Well intentioned though it certainly is, the Idaho law may be the kind of precedent lawmakers should think twice about. The problem is that fund raisers for many other worthy causes would dearly love to receive similar tax-return-checkoff privileges, which would involve little overhead for themselves and be relatively painless to contributors, many of whom may figure that as long as they're already paying so much in taxes, a few extra dollars for charity won't hurt. Oregon already has adopted a checkoff on its state income-tax form that citizens can use to contribute up to $5 to the State Department of Fish and Wildlife for non-game wildlife habitat protection. There has been a push in Congress to put checkoff boxes on federal tax returns to benefit the National Endowment for the Arts. In Idaho the legislature defeated amendments to Mitchell's bill benefiting the USOC that would have granted the same privileges to both the Special Olympics and public television.
As a fund-raising approach, use of tax-form checkoffs has the advantage of being voluntary. But David Keating, director of legislative policy for the National Taxpayers Union, warns, "Where would you draw the line once this gets under way? There are many good and qualified charities. But how much can you clutter up the tax form? It will just unravel into one big mess." Keating concludes: "If Idaho legislators want to raise funds for the Olympic Committee, there are other ways, such as speeches and banquets and fund raisers.

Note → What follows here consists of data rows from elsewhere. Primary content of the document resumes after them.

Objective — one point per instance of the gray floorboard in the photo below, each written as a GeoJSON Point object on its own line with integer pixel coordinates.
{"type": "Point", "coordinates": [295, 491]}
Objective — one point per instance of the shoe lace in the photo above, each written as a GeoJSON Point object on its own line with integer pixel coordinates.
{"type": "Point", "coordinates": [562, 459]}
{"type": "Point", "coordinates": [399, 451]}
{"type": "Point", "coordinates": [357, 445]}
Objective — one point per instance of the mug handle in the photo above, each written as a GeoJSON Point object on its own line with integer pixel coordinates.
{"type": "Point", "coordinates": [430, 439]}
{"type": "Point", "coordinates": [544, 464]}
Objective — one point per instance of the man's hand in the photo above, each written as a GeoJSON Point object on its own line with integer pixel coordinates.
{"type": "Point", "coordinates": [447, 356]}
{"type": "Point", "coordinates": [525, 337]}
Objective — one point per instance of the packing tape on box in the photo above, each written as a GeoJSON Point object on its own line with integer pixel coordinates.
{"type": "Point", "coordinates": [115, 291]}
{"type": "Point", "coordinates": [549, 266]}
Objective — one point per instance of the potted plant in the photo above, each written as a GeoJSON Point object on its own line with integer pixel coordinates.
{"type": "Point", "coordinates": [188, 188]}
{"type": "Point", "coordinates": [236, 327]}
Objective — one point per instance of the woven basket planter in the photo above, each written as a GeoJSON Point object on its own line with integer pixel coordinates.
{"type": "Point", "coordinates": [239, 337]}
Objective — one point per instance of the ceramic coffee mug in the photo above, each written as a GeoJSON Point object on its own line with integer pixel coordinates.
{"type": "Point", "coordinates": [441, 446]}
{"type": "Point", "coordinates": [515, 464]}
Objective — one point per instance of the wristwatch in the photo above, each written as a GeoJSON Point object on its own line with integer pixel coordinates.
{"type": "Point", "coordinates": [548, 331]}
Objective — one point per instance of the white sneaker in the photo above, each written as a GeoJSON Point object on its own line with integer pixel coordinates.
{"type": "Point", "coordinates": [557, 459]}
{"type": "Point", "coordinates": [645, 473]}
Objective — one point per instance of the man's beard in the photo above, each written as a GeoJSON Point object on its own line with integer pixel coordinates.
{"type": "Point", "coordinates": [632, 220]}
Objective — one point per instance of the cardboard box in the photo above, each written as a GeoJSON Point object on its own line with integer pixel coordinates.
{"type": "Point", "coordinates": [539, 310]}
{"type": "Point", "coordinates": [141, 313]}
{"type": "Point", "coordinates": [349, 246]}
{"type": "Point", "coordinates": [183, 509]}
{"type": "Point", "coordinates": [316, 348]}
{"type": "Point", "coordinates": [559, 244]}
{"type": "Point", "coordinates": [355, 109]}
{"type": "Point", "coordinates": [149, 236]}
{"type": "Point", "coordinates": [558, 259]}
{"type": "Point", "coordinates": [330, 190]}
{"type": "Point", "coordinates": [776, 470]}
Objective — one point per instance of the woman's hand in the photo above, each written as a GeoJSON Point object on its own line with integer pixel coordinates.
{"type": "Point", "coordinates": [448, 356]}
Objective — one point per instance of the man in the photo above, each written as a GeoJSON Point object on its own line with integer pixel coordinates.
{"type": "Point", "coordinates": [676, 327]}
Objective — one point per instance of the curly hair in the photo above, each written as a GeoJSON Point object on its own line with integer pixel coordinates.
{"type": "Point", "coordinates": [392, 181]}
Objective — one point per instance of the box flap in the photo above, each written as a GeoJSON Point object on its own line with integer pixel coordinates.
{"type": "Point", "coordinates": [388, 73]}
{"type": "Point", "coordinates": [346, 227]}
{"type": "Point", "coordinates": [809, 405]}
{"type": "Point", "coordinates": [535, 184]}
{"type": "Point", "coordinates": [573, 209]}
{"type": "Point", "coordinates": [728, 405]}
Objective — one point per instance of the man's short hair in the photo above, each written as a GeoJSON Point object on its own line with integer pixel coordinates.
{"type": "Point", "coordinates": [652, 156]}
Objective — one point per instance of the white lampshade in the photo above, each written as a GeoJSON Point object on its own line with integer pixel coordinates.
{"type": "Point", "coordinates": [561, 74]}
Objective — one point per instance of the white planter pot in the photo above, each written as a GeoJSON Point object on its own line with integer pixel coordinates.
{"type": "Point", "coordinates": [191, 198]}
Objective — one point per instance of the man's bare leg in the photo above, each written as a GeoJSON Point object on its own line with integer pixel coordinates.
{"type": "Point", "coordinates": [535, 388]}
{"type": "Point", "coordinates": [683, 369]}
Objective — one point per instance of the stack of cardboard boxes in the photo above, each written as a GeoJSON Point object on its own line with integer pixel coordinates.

You can get the people involved without giving the USOC a line on the tax form."
THEY SAID IT
•Harry Caray, Chicago White Sox broadcaster, making an on-air reference to the city's mayor, who recently took an apartment in a crime-ridden housing project to bolster residents' morale: "If the Cubs lose two more games, Jane Byrne will move into Wrigley Field."
•Walter Payton, explaining why he won't watch Monday Night Football: "It makes as much sense as a secretary going home and spending her nights typing."
•Tim Foley, retired Miami Dolphin defensive back, asked which memories he cherishes most from his NFL career: "Waking up from all of my operations."
•Alvan Adams, Phoenix Suns' 6'9" center, asked if he considered himself too small to be playing that position in the NBA: "I'm as tall as I can be."